Women constitute the majority of the world’s poor, underemployed, and economically and socially disadvantaged. Despite these facts, they are ready and willing to work harder to lift themselves and their families out of poverty by improving the welfare of both children and men. Studies comparing how male
borrowers use their loans versus female borrowers consistently display this as the case. When a poor mother earns extra income, her dreams of success center around her children. Her secondary priority is the household; she wants to build a stronger roof or find a bed for herself and her family. Therefore, Muhammad Yunis, founder of Grameen Bank, states ”If the goals of economic development include improving the general standard of living, reducing poverty, creating dignified employment opportunities, and reducing inequality, then it is natural to work through women”.
Blessed Survivors is a group of acid attack survivors who were victims of gender violence. It was formed in 2015 to support the survivors by providing them access to micro loans. Starting with five survivors, the group has now over twenty members and growing.
Many have their own private businesses selling dry goods, food and drinks in small shops. Some raise and sell poultry, others work as tailors, a few make and sell Uganda crafts, others sell charcoal and hardware, and others sell second hand clothing.
Survivors have consistently paid back their loans and are now able to take out additional loans to expand their businesses. Survivors are now able to support their families, their children's school fees and provide for their families basic needs.

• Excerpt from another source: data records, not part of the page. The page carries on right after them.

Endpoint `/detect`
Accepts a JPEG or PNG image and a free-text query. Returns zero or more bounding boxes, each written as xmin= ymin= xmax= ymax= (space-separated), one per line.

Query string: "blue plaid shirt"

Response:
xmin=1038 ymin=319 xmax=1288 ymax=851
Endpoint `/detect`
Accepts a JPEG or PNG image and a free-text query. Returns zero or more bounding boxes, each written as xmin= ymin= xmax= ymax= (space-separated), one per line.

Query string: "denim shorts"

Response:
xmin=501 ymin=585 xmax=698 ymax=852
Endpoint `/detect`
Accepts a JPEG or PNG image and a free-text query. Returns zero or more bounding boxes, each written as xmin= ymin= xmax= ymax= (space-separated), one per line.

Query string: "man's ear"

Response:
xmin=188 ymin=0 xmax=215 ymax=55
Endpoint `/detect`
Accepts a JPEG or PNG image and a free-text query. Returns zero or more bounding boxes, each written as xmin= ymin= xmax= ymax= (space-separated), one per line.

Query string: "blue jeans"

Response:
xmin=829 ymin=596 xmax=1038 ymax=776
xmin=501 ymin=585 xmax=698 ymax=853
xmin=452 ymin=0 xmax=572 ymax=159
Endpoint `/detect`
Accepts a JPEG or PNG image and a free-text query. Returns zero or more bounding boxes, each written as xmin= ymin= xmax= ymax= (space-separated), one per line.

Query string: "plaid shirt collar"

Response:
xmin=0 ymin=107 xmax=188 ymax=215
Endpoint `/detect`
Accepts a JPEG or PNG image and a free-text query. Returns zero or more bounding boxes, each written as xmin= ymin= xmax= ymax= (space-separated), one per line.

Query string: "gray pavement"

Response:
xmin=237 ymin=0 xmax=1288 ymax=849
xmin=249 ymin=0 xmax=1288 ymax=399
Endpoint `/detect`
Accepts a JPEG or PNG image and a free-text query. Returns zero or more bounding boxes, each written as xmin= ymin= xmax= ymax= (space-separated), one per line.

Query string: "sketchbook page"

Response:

The Community Micro-loan program started 3 years ago with three recipients with small loans distributed amounting to about $50 each. The recipients paid back the loans after three months with 12% simple interest. Normal interest rates in Uganda are 32% compound interest. After paying back their loans, recipients were able to apply for additional loans.
Currently there are close to 30 recipients and growing. Many have small businesses selling dry goods, vegetables and fruits, food, charcoal, hardware, and second hand clothing. Some are involved in the selling of chickens and goats. There are some who have restaurants as well. Others are involved in tailoring clothes and making crafts.
The micro-loan program in Barlonyo was started in 2017, building on the success of the micro-loan program in Entebbe. The program in Barlonyo specifically targets vulnerable women affected by war and gender violence in Barlonyo Village. The program is structured differently than the existing microloan program in Entebbe to meet the unique needs of these women and mitigate the risk associated with lending to the extreme poor. Some of the unique aspects of this program include implementing a group lending style, as opposed to individual micro-loans being issued, as well as a robust training program to build the financial and business skills of beneficiaries.